Ağustos ayının basından beri agatha okuyorum. Staja giderken 45 dakikalık bi otobüs yolculugum var. Yaz olduğu icin üniversiteye giden pek yok. Haliyle boş oluyor arabalar. Sanki edemiştim gibi rahat rahat okuyorum ben de :) . Şimdiye kadar 3 tanesini bitirdim. Porsuk ağacı cinayeti , cinayetler klübü öbüründe sanırım cinayet çığlığı. En çok cinayetler klübünü beğendim. Kısa kısa hikayelerden oluşuyor. Şimdi kitap elimin altında olmadıgı icin tam olarak kac hikayeyi bilmiyorum ama tahminden 12 hikaye ve hepsi de gercekten iyi. Ben agathanin kitaplarını kim katil diye düşünerek okumuyorum. Nasılsa ters köşeye yapacağımın bilinciyle sadece okuyorum. Sonunda da kadının olay örgüsüne sasirtmacalarina, her şeyi söyleyip aslında hiçbirşeyi söylememesine şapka çıkararak mutlu mesut kapatıyorum kitabı.

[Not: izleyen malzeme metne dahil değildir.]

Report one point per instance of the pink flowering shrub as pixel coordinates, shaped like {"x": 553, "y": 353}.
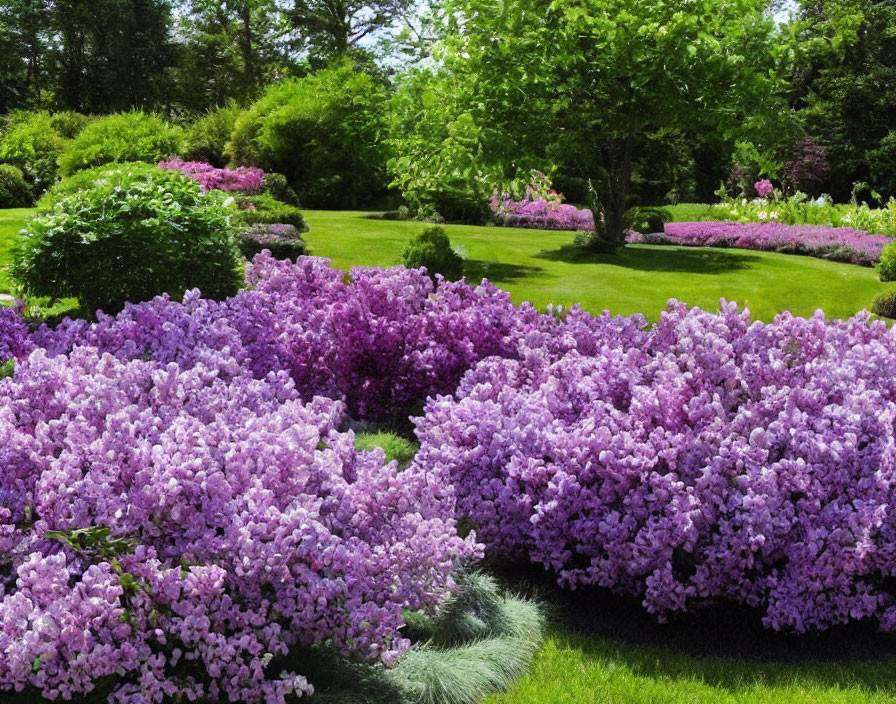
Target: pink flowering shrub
{"x": 707, "y": 458}
{"x": 176, "y": 530}
{"x": 244, "y": 179}
{"x": 541, "y": 207}
{"x": 842, "y": 244}
{"x": 382, "y": 340}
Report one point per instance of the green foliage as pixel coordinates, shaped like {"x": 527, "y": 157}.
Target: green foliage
{"x": 395, "y": 446}
{"x": 322, "y": 133}
{"x": 263, "y": 208}
{"x": 885, "y": 304}
{"x": 432, "y": 249}
{"x": 886, "y": 267}
{"x": 278, "y": 188}
{"x": 128, "y": 136}
{"x": 128, "y": 237}
{"x": 647, "y": 220}
{"x": 14, "y": 191}
{"x": 31, "y": 143}
{"x": 207, "y": 136}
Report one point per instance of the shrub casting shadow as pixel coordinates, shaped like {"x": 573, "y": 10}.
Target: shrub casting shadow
{"x": 497, "y": 272}
{"x": 699, "y": 260}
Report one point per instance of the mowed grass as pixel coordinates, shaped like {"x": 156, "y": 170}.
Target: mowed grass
{"x": 573, "y": 669}
{"x": 543, "y": 267}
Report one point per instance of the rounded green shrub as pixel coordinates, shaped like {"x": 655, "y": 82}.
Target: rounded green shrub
{"x": 886, "y": 267}
{"x": 31, "y": 143}
{"x": 14, "y": 191}
{"x": 127, "y": 136}
{"x": 264, "y": 209}
{"x": 885, "y": 305}
{"x": 129, "y": 235}
{"x": 432, "y": 249}
{"x": 207, "y": 136}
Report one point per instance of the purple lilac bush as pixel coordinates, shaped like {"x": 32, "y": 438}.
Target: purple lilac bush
{"x": 838, "y": 243}
{"x": 235, "y": 522}
{"x": 707, "y": 458}
{"x": 244, "y": 179}
{"x": 382, "y": 340}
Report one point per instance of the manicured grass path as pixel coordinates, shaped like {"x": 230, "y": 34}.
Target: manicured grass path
{"x": 542, "y": 267}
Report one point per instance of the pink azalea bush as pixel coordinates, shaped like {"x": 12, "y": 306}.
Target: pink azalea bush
{"x": 707, "y": 458}
{"x": 838, "y": 243}
{"x": 243, "y": 179}
{"x": 174, "y": 523}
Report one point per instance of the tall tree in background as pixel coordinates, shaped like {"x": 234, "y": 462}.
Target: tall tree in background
{"x": 844, "y": 83}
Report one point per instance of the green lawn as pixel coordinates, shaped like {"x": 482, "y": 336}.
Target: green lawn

Kitapları genellikle 150 -200 sayfa civarında o yüzden bir yerlere giderken yanınıza alabilirsiniz. Ama bu kitaplar bence daha çok lise ogrencilerinin hosuna gider. Bana öyle geliyor. Belki de lise yıllarımda da okuduğum içindir ve şimdi okuduğum kitaplar o zamankinin tadını vermiyor. O zaman daha çok şaşırıyordum daha çok merak ediyordum. Herneyse şimdi basit geliyor belki ama yine de ben beğendim. Yazımda kendimle çelişmiş olabilirim biraz ama son soz olarak söyleyeceğim su ki basit ama güzel kitaplardi bence.
:). :). ;).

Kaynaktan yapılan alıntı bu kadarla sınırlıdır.